TheHoneyBadger · 21/11/2014 17:35

hey and sorry - i've more skimmed than read and don't have it in me to respond today.

what i do know is HELLO, here we are, it's friday and we ARE alright.

fuck them, fuck it, fuck everything if needs be BUT me you and our little families are ok are we not? if so then yay, round of applause and mission accomplished.

my son is playing games on his tab whilst i check on my laptop and wait for way too fattening takeaway to arrive after a lovely afternoon catching up with an old friend who can think whatever the hell he wants to think.

we ARE ok, we are stable/happy/solid/nourished/secure/connected/whatever.

we're not fucked up, bearing secrets,cowed in a corner, afraid of what might come later, tiptoeing on eggshells or trying to be as invisible as possible.
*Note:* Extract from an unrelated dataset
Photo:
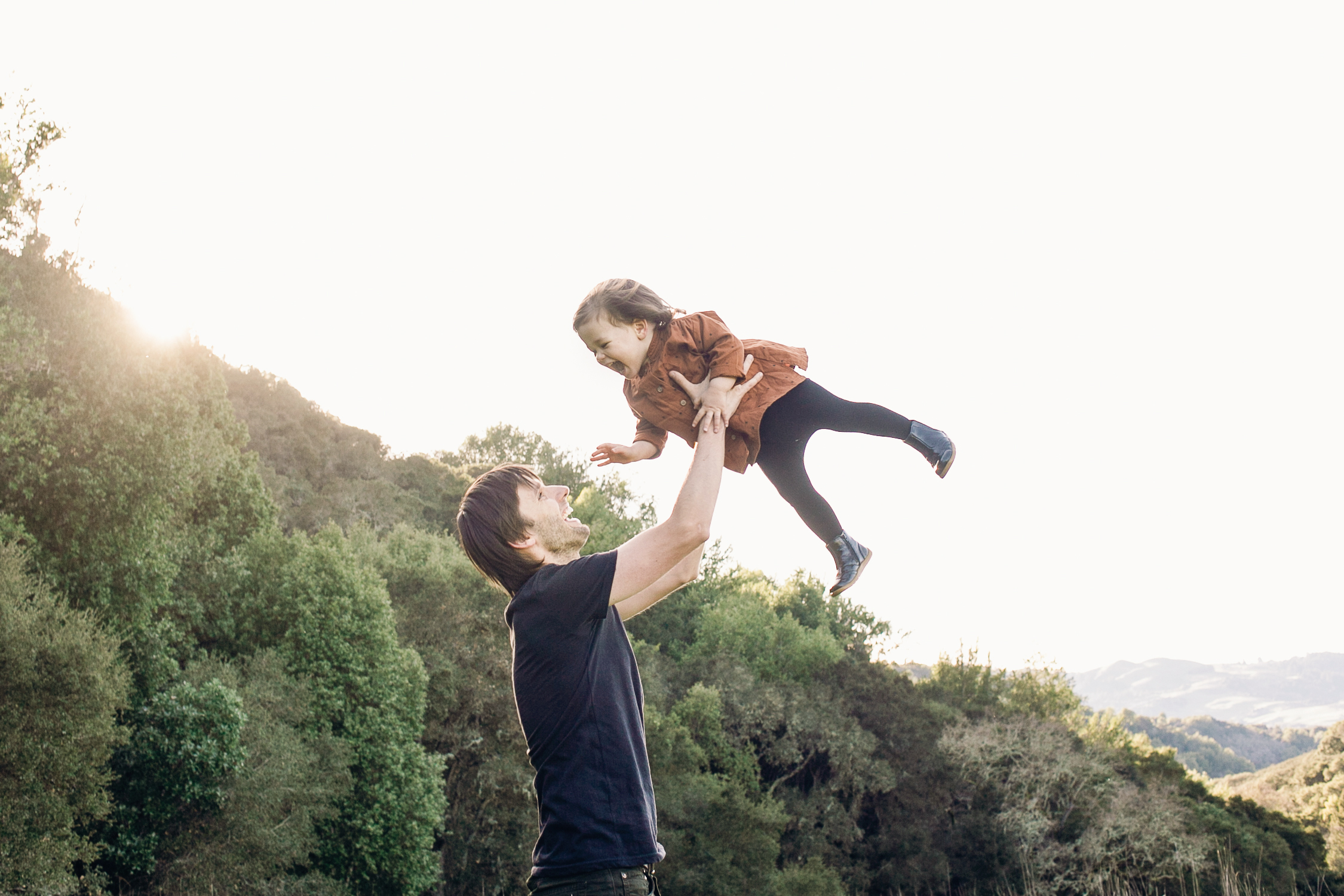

it's friday night, takeaway chinese is coming, my son is battling dragons on his tab, i'm drinking a glass of wine and catching up with old friends online, the dogs are playing, etc etc. it is OK. no one in this house is scared or hiding or biting their tongue or keeping their head down. this is a home and all the people in it feel safe, happy, relaxed and ok.

that'll do won't it? don't know about everyone on here but for those of us with similarly hard homes in childhood this clearly WILL DO. to feel safe, secure, relaxed and....... 'at home' is good enough yes?

just a daft and flippant well done and don't take for granted you've provided it to those who didn't HAVE it themselves as kids.

we've done well - we really have.

TheHoneyBadger · 21/11/2014 17:38

sorry if that read funny but seriously if your children feel safe and loved and like they're standing on solid reliable ground tonight then -???? that'll do pig.